How does this gospel—the unbelievable, life­transforming,
history­shaping good news declared by Paul—affect our lives today? As we close
this first chapter, we pause to reflect on the practical implications of Paul’s
instructions. This opportunity for reflection is not intended to prescribe
specifically what we need to do or how we need to change in light of the truths
declared by Paul. Instead, these few questions can encourage us to come before
God and seek his guidance on how to respond to the truths taught by Paul.
1. Why should God let us into heaven?
2. What would be our eternal destiny if God gave us what we
deserved rather than the forgiveness we can have through Christ?
3. Can we be saved by following rules and performing rituals?
Why not?
4. What is the significance of the fact that salvation is a gift
to be received in faith rather than something to be earned through good works?
What is the significance of this fact to our daily walk as Christians?
5. What is the significance of the fact that the gospel is
centered on Christ and what he did, rather than on us and our efforts? How
should this reality affect our daily walk as Christians?

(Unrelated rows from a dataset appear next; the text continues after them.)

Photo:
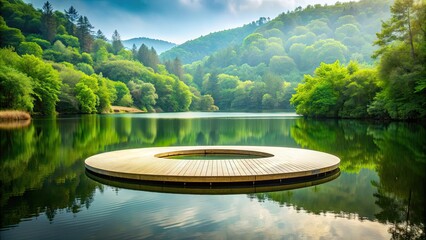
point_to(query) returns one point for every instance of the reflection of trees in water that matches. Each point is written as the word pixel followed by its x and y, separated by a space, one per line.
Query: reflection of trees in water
pixel 43 168
pixel 395 151
pixel 402 171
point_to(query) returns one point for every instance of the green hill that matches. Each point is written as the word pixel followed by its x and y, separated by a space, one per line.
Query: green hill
pixel 197 49
pixel 159 45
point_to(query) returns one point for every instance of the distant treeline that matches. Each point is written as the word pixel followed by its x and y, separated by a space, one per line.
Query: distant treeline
pixel 324 61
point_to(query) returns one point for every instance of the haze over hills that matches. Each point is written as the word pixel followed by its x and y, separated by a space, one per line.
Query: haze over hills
pixel 198 48
pixel 159 45
pixel 325 60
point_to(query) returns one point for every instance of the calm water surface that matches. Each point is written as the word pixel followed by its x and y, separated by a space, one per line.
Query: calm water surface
pixel 46 193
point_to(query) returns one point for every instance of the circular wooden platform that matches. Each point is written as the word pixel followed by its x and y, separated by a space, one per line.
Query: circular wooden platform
pixel 271 163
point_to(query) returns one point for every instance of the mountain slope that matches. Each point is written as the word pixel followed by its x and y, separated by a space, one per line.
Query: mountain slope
pixel 159 45
pixel 196 49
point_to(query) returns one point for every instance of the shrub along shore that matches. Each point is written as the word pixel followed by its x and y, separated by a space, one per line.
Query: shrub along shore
pixel 14 115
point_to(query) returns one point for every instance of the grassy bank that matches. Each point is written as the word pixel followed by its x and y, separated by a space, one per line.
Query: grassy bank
pixel 14 115
pixel 119 109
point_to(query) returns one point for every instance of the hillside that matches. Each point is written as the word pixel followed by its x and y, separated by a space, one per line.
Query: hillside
pixel 54 62
pixel 274 58
pixel 160 46
pixel 197 49
pixel 323 61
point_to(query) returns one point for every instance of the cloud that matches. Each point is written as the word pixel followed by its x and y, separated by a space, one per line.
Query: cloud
pixel 175 20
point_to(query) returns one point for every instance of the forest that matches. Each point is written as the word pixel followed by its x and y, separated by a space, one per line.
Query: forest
pixel 361 59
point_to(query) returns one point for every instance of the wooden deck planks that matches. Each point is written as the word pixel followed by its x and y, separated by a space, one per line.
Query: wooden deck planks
pixel 141 164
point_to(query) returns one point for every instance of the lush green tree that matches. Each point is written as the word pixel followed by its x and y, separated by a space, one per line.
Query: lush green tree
pixel 282 65
pixel 15 90
pixel 86 58
pixel 68 40
pixel 46 83
pixel 101 55
pixel 72 16
pixel 31 48
pixel 143 94
pixel 84 33
pixel 100 35
pixel 402 62
pixel 86 68
pixel 337 91
pixel 49 22
pixel 41 42
pixel 9 36
pixel 86 98
pixel 318 95
pixel 123 95
pixel 122 70
pixel 207 104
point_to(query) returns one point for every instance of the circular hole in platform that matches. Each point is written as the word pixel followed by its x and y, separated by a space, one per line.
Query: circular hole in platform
pixel 213 154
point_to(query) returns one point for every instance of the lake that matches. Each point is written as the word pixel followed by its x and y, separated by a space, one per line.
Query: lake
pixel 47 194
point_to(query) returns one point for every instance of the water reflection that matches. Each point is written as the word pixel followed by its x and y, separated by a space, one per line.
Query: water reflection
pixel 215 189
pixel 382 164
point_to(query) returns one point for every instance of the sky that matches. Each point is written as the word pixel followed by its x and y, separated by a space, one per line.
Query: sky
pixel 175 21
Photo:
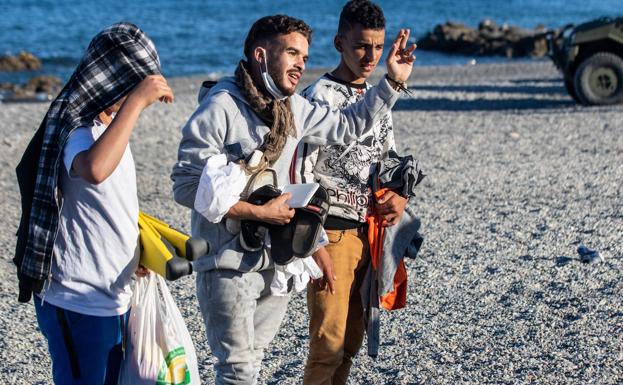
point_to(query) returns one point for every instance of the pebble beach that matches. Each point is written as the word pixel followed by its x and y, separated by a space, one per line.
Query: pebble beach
pixel 518 177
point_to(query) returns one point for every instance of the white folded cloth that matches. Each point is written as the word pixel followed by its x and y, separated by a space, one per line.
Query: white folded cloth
pixel 220 186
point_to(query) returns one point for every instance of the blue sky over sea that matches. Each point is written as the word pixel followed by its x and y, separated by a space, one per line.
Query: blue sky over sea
pixel 195 37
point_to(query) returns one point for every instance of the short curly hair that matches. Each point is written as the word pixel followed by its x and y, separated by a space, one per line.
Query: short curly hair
pixel 268 27
pixel 363 12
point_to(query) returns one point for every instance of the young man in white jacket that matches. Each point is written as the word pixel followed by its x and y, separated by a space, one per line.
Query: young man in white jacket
pixel 336 322
pixel 258 109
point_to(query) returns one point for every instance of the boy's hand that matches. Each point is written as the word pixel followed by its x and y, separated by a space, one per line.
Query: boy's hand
pixel 325 263
pixel 400 58
pixel 391 206
pixel 150 89
pixel 277 211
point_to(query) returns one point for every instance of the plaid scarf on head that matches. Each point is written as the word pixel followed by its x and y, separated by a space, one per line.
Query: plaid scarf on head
pixel 117 59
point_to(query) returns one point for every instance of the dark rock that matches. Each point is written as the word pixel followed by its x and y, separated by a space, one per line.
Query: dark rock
pixel 24 61
pixel 488 40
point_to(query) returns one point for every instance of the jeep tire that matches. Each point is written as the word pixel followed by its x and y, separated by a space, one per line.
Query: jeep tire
pixel 599 79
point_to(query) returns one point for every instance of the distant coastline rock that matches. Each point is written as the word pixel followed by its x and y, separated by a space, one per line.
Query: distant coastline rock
pixel 24 61
pixel 490 39
pixel 39 88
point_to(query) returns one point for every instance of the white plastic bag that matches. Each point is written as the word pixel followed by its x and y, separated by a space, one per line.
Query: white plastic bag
pixel 159 348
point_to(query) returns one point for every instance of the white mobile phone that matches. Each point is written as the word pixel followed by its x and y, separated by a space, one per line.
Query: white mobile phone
pixel 301 193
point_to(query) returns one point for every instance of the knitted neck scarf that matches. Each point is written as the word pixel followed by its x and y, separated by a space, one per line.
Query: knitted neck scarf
pixel 276 114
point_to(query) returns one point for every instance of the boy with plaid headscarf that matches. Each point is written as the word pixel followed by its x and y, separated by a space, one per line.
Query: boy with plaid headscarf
pixel 78 233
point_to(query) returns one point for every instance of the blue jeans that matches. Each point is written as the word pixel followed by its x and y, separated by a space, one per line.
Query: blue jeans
pixel 85 350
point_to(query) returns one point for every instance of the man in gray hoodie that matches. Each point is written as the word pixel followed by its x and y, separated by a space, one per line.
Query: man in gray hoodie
pixel 258 109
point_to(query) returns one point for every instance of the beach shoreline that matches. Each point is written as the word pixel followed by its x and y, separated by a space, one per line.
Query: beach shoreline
pixel 518 176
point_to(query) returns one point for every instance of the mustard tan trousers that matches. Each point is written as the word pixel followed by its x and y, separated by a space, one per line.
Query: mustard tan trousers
pixel 336 325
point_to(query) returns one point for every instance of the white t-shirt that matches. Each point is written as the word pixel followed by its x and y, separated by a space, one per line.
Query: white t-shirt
pixel 94 251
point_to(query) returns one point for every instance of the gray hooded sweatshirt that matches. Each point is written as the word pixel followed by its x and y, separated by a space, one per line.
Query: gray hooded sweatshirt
pixel 224 123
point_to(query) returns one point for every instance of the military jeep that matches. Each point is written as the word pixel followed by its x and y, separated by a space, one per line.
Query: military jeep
pixel 590 57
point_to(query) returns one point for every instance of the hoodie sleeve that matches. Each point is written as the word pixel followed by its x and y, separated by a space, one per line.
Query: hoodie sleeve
pixel 202 137
pixel 324 125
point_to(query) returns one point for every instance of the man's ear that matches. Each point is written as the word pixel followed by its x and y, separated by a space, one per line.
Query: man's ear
pixel 337 43
pixel 259 54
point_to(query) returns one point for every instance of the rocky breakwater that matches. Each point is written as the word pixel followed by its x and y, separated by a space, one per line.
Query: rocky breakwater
pixel 489 39
pixel 38 88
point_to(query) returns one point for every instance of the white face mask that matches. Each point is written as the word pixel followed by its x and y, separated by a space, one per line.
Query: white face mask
pixel 269 83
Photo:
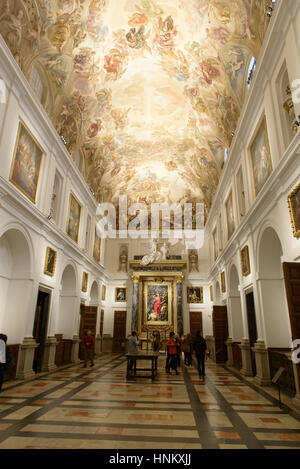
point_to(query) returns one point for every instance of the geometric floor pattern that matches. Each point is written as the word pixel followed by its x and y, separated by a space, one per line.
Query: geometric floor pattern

6. What does it mean to accept the gospel in faith? At an intellectual
level, how do we accept the gospel? How does receiving the gospel in faith go
beyond intellectual acceptance?
7. Can we fully understand the mystery and miracle of the
gospel? Why not?
8. If we cannot be saved by our own good works, what is the role
of good works in a Christian’s life (which will be discussed at length in Part
II of our study)?
9. What is your relationship with Christ? Is he both your Lord
and Savior?
10. How should we live differently in light of the gospel?